Germany needs to learn from Schiavo case
24 March 2005, WASHINGTON/BERLIN - The uproar over Terri Schiavo and whether the brain damaged woman should continue to receive food and water through a tube has triggered discussion and contemplation in other countries, too.
24 March 2005
WASHINGTON/BERLIN - The uproar over Terri Schiavo and whether the brain damaged woman should continue to receive food and water through a tube has triggered discussion and contemplation in other countries, too.
Eugen Brysch, the executive director of Germany's Hospice Foundation, spoke with Deutsche Presse-Agentur during a professional and private visit to the United States.
"We need legal clarity about how one handles patient directives" about end-of-life issues, said Brysch, who happened to be in Florida, the same state where Schiavo, 41, is being cared for in a hospice.
Brysch called for a law in Germany that would allow a written directive from the patient to be recognised in decisions about cutting off life-prolonging measures.
But he said "presumed intentions" similar to those that Schiavo's husband, Michael, says his wife expressed before she had a heart attack at age 26, should not "lead to death".
Schiavo's husband insists she would have wanted her feeding tube to be removed and not to have been maintained any longer in her current state, but her parents believe otherwise, and have carried the case to Congress and the White House. The parents have had a series of legal setbacks over the past seven years, including two at the federal level on Wednesday.
Schiavo has received no nourishment or hydration since Friday, and is expected to die within the next 10 days.
"The Schiavo case shows where this can lead: there are different interpretations of a presumed intention. Such desolate situations must be avoided," Brysch said. "It would be horrible if judges were to make the life and death decisions."
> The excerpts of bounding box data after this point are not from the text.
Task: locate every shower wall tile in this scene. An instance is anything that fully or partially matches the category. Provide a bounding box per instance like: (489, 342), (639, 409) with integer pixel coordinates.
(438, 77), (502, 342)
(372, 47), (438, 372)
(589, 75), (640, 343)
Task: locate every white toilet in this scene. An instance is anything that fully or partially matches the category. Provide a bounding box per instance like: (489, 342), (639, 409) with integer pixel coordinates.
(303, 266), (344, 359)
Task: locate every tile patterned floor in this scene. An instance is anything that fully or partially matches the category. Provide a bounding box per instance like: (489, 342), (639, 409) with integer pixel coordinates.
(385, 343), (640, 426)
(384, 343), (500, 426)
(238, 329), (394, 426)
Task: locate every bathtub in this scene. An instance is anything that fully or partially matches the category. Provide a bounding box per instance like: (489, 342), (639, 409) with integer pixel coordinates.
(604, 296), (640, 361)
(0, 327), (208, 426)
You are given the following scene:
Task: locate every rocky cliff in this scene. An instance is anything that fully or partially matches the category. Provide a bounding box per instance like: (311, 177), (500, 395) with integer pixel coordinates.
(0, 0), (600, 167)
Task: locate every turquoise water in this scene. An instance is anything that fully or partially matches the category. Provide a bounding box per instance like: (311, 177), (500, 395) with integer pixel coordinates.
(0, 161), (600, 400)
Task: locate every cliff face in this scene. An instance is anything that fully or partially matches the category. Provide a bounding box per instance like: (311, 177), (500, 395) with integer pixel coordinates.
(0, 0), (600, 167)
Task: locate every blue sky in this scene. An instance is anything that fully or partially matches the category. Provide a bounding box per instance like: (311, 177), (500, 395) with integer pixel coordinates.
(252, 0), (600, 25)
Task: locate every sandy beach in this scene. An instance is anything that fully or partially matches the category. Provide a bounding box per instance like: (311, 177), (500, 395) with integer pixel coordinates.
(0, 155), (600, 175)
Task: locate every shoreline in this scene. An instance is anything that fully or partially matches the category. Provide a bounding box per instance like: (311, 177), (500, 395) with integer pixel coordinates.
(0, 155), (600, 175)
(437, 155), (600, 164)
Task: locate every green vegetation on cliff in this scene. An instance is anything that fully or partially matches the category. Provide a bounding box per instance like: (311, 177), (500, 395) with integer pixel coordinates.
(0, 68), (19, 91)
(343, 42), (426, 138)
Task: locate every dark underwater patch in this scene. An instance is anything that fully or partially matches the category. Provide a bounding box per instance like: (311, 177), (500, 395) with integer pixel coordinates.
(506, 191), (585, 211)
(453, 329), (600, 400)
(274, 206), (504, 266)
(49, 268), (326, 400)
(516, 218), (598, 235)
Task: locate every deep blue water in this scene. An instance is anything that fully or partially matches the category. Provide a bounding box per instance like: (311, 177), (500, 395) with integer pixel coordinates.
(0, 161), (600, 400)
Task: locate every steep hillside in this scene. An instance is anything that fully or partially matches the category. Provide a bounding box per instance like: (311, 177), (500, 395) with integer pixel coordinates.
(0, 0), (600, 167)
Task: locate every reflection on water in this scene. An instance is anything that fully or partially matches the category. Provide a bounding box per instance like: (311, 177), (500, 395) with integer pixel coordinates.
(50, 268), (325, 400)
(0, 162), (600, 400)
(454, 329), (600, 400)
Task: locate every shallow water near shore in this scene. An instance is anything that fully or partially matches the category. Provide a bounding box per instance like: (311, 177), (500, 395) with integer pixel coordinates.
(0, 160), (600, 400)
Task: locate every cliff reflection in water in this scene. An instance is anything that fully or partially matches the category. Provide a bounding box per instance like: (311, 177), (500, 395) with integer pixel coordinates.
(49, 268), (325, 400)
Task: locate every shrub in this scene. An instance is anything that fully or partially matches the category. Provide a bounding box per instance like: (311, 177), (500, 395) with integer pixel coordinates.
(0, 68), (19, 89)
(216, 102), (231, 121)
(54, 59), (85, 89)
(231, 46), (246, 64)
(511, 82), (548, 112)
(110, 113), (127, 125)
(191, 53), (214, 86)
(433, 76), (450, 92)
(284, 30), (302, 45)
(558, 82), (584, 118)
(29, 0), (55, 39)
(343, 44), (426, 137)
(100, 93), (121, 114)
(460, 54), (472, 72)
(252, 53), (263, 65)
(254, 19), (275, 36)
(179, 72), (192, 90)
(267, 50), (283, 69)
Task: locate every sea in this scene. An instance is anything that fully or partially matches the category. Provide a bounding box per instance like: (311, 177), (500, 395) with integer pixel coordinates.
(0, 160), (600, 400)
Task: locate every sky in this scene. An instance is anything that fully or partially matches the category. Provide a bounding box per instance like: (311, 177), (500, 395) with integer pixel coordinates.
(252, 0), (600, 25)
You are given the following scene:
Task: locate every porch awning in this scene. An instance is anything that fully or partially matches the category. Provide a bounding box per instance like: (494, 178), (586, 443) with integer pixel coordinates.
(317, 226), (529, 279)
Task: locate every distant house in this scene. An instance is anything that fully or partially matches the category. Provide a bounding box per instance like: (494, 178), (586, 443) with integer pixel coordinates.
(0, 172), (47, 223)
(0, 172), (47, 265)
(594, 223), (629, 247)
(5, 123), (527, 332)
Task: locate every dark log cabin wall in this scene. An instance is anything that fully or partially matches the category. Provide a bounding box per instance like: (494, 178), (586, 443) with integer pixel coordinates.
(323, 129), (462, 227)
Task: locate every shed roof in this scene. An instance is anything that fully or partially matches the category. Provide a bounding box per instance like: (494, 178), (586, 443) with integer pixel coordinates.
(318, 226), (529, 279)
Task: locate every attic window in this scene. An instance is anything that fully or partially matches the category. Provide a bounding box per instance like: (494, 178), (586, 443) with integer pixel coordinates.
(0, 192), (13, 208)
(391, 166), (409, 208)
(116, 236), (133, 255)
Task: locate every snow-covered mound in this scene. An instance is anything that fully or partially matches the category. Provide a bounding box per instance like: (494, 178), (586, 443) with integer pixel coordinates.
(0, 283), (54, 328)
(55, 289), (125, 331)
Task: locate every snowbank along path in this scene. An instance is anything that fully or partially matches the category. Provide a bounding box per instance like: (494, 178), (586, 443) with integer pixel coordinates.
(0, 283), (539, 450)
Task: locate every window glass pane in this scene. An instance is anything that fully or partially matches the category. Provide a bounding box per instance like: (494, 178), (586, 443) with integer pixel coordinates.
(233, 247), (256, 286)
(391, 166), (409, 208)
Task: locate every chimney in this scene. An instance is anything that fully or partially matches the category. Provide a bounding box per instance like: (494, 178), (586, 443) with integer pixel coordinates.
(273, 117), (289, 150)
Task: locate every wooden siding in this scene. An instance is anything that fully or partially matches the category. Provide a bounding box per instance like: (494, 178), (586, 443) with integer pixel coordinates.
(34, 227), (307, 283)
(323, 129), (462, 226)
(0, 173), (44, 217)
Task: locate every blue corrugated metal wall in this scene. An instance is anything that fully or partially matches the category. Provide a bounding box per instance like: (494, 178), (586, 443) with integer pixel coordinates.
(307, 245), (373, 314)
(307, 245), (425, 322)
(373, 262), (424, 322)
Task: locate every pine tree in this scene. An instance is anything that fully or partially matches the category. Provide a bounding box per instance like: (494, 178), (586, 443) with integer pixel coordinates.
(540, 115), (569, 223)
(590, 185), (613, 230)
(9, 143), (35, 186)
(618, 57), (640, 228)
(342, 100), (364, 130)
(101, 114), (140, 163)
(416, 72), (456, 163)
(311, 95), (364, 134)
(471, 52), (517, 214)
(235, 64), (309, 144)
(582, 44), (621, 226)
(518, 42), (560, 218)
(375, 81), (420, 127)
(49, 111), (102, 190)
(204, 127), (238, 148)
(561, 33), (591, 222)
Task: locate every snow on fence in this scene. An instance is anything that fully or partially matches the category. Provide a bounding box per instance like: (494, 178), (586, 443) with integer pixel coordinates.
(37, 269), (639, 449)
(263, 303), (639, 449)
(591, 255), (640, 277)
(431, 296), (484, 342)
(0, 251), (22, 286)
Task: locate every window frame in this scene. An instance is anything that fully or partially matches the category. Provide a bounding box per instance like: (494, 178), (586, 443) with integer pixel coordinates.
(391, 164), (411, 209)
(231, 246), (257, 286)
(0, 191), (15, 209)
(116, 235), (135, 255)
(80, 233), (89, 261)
The Schiavo case has been in US courts for seven years, and Florida state courts have backed the husband. But the parents and the conservative Christian movement got Congress to pass an extraordinary law over the weekend that allows federal courts to get involved. The US Supreme Court has indicated three times in past years that it is a state issue by rejecting the case.
Brysch said that in Germany, every judge has a different approach to interpreting patient directives. "There are legal loopholes," he said.
He said pressure should not be applied to anyone to prepare such a document if he or she has not taken the initiative in the first place. 'Living wills', as the directives are often called, which are written under pressure create "the danger, that machines will be turned off out of cost considerations," Brysch said.
The Hospice Foundation says it has 55,000 members. It serves to support seriously ill and dying patients who have signed such directives when they come into conflict with their family and physicians.
Brysch said that US hospice facilities were a role model for Germany. The number of dying who are looked after by US hospices - either at home or in a special facility - ranges from 62 percent in Oregon down to 29 percent in New York.
But even that 29 percent is far and beyond the 2 percent in Germany who are cared for by hospices, Brysch said.
The example of Oregon shows that the consideration of assisted suicide drops among the seriously ill and dying when they are well cared for by a hospice.
"When well looked after, the dying person senses that he or she is well cared for, and is not only a burden," Brysch said.
In Oregon, the only US state that allows assisted suicide, 37 people requested the measure in 2004, compared to 42 in the year before. Oregon has 3.5 million residents.
Meanwhile Germany's Justice Minister Brigitte Zypries has said that she believes a right-to-die case similar to that now stirring up emotions in the United States would not be possible in Germany.
"In this form, this would not be possible in Germany," Zypries said on Wednesday evening in the ZDF daily journal programme. "The woman would probably continue to be cared for in our country."
She said she could not predict exactly how such a case would be handled in Germany. In Germany, relatives in a similar case would have to convince the doctors with documented evidence of the patient's directives. The minister recommended that such a directive should be "as precise and all-encompassing as possible" in describing exactly which treatments one would want.
"One should put it in writing, and also discuss it with a physician beforehand," Zypries said.
Such a directive should be constantly updated, and discussed with relatives, "exactly how one envisions the treatment", she said.